Donald Trump last week gutted fuel economy standards, a direct attack on electric vehicles. The move further separates federal emissions standards from California’s strong zero-emission rules. Thank goodness, BMW, Ford, Honda, and Volkswagen sided with California by striking individual deals with the state for higher efficiency. Now Volvo joins those four automakers by directly negotiating with California about emissions.
National fuel economy targets will now barely inch forward by 1.5% through 2026. On the day that the Trump administration gutted Obama-era efficiency standards, Volvo said that it was talking with California.

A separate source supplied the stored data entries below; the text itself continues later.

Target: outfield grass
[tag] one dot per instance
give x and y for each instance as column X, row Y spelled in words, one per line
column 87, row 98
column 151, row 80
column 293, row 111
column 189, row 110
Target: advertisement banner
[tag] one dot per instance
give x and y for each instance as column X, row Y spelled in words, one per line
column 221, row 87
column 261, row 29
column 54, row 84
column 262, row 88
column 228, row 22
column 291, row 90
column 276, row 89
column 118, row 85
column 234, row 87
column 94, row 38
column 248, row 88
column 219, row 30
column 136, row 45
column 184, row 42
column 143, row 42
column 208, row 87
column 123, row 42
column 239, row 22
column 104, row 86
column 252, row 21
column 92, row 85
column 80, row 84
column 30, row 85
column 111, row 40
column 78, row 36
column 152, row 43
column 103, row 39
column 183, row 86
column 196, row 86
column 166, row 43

Geely, the Chinese automaker, owns the Volvo and Polestar brands, which have robust electric vehicle programs. Volvo plans to launch an all-electric car every year for the next five years. By 2025, Volvo wants all-electric vehicles to represent 50% of its global sales.

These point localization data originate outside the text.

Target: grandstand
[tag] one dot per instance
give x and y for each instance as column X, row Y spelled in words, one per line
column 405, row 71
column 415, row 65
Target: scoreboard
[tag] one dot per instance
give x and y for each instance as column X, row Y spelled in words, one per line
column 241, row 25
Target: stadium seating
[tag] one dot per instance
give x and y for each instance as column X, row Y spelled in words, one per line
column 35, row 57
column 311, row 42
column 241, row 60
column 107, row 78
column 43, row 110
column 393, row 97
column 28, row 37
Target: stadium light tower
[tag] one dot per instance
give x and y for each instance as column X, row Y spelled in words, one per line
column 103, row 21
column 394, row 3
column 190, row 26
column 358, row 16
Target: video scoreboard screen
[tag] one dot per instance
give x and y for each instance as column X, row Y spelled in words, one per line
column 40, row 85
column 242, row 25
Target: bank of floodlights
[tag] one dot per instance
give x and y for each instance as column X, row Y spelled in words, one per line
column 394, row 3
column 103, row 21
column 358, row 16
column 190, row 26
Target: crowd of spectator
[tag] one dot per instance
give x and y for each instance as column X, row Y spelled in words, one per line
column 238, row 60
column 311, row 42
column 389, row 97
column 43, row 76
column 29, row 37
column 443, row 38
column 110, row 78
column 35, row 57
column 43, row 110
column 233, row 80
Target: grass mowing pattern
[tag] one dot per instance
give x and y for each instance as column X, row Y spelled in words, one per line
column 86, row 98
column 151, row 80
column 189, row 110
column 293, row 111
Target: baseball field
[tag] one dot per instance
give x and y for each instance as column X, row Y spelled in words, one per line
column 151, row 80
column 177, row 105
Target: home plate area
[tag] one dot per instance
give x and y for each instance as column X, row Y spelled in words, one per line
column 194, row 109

In January, Volvo opened online orders for its first mass-produced EV — the Volvo XC40 Recharge. A $1,000 deposit is required for a reservation. The 402-horsepower all-electric crossover will provide more than 200 miles on a single charge.

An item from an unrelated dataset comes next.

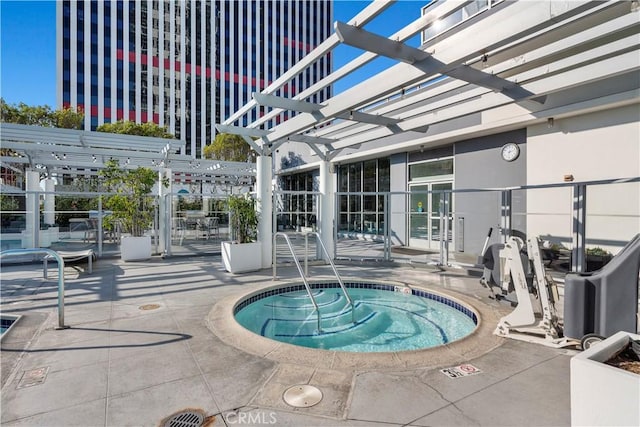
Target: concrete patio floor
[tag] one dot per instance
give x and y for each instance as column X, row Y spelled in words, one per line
column 139, row 349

Volvo now joins the other four automakers in volunteering to meet more stringent emissions goals set by California. The companies said they wouldn’t support federal legal challenges to the state’s ability to set its own rules.
On the other side of history (and clean air), Fiat-Chrysler, GM, and Toyota sided with the White House — calling for a national standard that is now weakened.
Volvo told Reuters that its deal with California “will serve as a national path forward.”
An analysis by the Environmental Defense Fund projects that the weaker standards will produce 1.5 billion additional metric tons of climate-warming pollution by 2040, about as much as 68 coal plants running for five years. The analysis also projects that the new rules will contribute to more than a quarter-million asthma attacks by mid-century.
Five car companies have taken the side of perhaps the country’s most consequential environmental rules.
Fiat-Chrysler, GM, and Toyota remain stubbornly in favor of the Trump administration. GM is forced to twist logic into a pretzel to justify its stance.
Following Trump’s watering down of national vehicle efficiency rules last week, Ford doubled down on its commitment to California. Bob Holycross, Ford’s vice president of sustainability, environment, and safety engineering, said:
We remain committed to meeting emission reductions consistent with the California framework and continue to believe this path is what’s best for our customers, the environment, and the short- and long-term health of the auto industry.
We can practically write off Fiat-Chrysler and Toyota when it comes to EVs. But General Motors last month unveiled 10 robust electric vehicles in one day. Besides, Trump picked a fight with GM CEO Mary Barra last month over the company’s production of ventilators.
Barra could make her feelings known to Trump by following Volvo’s move and striking a deal with California. At the same time, GM would be taking a firm stand in support of the environment and its future electric vehicles.